Media in the U.S. appear to be expressing more certainty about the principal causes and effects of climate change since the United Nations’ December 2007 climate change conference, but U.S. newspapers “still lag behind” those in the United Kingdom “in terms of the amount of coverage, the presence of climate contrarians” and other metrics.
Kuha wrote that her research found “signs of slow improvement” in media coverage of climate change science but “a tone in media coverage that is still more tentative than the climate crisis warrants.” She wrote that a particular concern is that readers across the U.S. have “dramatically different levels of exposure to coverage about global warming.” As a result, she wrote, “it is important to receive repeated messages and to feel that the information presented belongs in the mainstream.”
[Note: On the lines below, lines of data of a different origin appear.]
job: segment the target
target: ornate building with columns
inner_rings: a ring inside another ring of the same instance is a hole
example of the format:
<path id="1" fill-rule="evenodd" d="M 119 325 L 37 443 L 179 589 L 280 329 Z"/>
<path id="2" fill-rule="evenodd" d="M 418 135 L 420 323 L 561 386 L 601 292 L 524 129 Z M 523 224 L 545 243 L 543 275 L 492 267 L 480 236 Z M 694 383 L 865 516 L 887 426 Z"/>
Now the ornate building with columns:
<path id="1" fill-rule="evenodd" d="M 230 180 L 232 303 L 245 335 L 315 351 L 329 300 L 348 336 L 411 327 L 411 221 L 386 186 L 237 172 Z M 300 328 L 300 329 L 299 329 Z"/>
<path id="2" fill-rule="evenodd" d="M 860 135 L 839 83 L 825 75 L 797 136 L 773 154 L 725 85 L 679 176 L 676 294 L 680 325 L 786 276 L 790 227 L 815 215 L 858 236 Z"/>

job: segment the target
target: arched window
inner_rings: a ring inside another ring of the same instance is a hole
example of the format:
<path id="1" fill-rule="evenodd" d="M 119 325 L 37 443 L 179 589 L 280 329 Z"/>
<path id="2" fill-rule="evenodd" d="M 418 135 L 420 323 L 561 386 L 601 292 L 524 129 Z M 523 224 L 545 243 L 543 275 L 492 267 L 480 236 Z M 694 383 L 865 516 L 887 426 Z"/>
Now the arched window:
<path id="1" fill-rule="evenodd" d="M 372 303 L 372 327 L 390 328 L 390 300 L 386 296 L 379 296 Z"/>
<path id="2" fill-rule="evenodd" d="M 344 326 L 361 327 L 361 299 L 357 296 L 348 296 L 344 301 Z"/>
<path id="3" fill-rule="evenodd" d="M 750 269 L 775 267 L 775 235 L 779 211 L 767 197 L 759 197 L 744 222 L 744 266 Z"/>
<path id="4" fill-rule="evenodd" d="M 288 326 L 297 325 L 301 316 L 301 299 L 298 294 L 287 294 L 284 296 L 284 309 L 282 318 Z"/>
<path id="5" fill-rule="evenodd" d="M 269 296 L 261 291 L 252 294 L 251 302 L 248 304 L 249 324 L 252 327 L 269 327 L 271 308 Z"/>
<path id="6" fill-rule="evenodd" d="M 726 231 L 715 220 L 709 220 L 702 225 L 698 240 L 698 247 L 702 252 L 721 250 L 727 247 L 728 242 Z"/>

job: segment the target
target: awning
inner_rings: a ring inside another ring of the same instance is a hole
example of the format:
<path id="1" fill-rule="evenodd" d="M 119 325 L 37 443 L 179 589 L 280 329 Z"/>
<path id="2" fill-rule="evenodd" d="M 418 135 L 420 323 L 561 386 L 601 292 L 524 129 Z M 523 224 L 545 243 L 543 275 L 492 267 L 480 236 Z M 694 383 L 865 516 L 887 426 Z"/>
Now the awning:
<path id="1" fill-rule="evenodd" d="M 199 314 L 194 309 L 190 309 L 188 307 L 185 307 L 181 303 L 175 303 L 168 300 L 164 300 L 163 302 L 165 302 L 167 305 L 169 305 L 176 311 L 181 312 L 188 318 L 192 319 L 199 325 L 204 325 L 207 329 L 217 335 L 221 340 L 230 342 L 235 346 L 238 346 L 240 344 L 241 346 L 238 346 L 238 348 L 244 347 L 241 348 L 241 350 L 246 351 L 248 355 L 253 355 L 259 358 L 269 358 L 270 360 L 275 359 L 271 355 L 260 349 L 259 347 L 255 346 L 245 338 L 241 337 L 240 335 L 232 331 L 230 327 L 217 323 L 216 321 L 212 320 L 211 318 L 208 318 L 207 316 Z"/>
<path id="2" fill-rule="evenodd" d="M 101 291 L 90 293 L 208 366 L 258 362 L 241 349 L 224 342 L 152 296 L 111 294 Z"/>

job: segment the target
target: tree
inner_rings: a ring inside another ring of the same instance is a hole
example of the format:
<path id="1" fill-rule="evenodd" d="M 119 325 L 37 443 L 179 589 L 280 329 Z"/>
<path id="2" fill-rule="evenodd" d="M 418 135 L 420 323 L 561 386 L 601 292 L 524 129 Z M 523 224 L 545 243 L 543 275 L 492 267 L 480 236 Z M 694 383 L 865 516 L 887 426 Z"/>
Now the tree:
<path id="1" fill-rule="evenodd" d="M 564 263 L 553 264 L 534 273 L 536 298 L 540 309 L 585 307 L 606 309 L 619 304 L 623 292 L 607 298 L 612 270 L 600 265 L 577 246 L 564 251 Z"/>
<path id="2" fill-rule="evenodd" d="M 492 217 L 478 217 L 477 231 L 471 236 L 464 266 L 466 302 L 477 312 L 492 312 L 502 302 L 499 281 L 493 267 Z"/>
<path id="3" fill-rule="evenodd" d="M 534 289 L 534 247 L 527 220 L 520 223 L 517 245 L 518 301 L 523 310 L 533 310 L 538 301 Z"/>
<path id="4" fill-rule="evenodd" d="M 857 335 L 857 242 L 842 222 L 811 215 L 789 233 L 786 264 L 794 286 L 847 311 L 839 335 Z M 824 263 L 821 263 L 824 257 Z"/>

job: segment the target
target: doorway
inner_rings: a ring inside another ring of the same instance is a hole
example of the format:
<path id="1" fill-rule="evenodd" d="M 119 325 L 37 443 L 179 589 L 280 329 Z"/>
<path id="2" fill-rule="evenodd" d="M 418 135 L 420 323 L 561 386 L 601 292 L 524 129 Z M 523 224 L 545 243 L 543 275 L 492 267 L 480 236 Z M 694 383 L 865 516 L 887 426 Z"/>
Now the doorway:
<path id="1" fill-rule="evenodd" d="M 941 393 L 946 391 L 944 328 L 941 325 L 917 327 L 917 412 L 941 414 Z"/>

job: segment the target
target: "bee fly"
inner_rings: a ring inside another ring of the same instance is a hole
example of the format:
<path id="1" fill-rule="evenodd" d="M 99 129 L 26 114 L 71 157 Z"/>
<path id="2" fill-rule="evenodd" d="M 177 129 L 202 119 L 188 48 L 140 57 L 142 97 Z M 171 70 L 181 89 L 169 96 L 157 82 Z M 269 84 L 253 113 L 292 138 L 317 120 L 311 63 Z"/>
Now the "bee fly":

“Given the state of literacy in the U.S.,” Kuha wrote that she is not confident that the public can easily distinguish between fact-based scientific news coverage and editorials. She wrote that scientists can most contribute to improved understanding of climate change by striking “an appropriate balance, so that the way we communicate with journalists is direct and forceful enough, while remaining objective.” She encouraged university science and journalism faculties to interact more closely on communications of important climate science issues. But she concluded by writing that “if the role of the conservative movement and big oil companies turns out to be the heaviest factor, bringing about change in news discourse could be challenging.”